Experiments on image data augmentation techniques for geological rock type classification with convolutional neural networks

Abstract

The integration of image analysis through deep learning (DL) into rock classification represents a significant leap forward in geological research. While traditional methods remain invaluable for their expertise and historical context, DL offers a powerful complement by enhancing the speed, objectivity, and precision of the classification process. This research explores the significance of image data augmentation techniques in optimizing the performance of convolutional neural networks (CNNs) for geological image analysis, particularly in the classification of igneous, metamorphic, and sedimentary rock types from rock thin section (RTS) images. This study primarily focuses on classic image augmentation techniques and evaluates their impact on model accuracy and precision. Results demonstrate that augmentation techniques like Equalize significantly enhance the model's classification capabilities, achieving an F1-Score of 0.9869 for igneous rocks, 0.9884 for metamorphic rocks, and 0.9929 for sedimentary rocks, representing improvements compared to the baseline original results. Moreover, the weighted average F1-Score across all classes and techniques is 0.9886, indicating an enhancement. Conversely, methods like Distort lead to decreased accuracy and F1-Score, with an F1-Score of 0.949 for igneous rocks, 0.954 for metamorphic rocks, and 0.9416 for sedimentary rocks, exacerbating the performance compared to the baseline.

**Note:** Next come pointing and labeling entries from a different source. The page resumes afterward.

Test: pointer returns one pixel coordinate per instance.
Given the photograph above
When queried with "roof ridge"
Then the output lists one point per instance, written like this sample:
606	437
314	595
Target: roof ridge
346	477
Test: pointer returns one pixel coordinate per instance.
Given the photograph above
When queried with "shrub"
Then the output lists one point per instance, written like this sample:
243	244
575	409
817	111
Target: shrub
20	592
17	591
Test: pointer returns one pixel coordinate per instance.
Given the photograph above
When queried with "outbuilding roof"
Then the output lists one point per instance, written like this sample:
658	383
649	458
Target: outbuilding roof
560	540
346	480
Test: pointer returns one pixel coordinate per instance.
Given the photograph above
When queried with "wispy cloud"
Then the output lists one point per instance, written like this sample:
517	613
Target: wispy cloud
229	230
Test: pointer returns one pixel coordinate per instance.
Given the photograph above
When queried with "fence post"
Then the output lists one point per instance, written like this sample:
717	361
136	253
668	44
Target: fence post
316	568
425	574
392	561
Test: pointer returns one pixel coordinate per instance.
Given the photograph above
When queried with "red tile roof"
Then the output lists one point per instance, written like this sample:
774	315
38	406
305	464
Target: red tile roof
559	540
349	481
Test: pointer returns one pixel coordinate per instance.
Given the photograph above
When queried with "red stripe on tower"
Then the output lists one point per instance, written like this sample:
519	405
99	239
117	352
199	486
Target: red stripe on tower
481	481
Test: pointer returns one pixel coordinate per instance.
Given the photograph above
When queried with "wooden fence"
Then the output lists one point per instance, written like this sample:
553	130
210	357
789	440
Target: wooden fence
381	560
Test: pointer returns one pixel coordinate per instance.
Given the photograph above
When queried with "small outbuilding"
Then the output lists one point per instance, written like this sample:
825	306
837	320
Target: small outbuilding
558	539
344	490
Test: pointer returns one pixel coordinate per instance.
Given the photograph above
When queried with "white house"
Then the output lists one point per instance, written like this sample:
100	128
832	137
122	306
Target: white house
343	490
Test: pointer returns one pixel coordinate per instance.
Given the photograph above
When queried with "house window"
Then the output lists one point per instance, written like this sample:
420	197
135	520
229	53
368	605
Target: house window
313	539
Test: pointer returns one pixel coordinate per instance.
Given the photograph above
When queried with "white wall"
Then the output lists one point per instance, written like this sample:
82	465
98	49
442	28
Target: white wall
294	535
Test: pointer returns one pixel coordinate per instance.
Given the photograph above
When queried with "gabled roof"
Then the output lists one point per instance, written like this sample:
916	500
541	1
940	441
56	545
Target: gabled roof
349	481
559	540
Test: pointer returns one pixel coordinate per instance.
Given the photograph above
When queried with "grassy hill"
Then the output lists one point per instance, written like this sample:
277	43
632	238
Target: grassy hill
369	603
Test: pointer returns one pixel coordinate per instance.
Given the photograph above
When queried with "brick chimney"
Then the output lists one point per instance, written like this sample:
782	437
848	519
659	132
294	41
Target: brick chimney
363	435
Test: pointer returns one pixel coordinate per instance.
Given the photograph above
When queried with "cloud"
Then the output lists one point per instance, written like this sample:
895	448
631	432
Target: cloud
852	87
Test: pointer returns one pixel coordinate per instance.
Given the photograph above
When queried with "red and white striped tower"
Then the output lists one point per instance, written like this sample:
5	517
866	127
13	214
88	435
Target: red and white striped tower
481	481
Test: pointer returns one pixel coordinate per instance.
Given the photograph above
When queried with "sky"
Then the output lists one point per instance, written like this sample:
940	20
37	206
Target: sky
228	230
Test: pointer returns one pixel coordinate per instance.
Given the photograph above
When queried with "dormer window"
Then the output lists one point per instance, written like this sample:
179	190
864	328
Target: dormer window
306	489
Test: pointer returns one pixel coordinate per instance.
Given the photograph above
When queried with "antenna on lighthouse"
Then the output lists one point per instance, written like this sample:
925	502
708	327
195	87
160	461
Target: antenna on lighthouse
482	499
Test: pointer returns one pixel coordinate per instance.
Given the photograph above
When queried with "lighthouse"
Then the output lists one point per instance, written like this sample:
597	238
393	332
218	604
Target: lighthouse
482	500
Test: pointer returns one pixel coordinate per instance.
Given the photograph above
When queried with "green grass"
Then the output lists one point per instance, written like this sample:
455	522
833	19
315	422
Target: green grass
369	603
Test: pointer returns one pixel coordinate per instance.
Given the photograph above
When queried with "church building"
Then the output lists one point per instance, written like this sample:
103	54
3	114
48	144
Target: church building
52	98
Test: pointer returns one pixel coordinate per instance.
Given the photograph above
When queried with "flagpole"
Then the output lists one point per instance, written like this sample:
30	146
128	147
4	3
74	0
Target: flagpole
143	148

The study underscores the practicality of image data augmentation in geological image classification and advocates for the adoption of DL methods in this domain for automation and improved results. The findings of this study can benefit various fields, including remote sensing, mineral exploration, and environmental monitoring, by enhancing the accuracy of geological image analysis both for scientific research and industrial applications.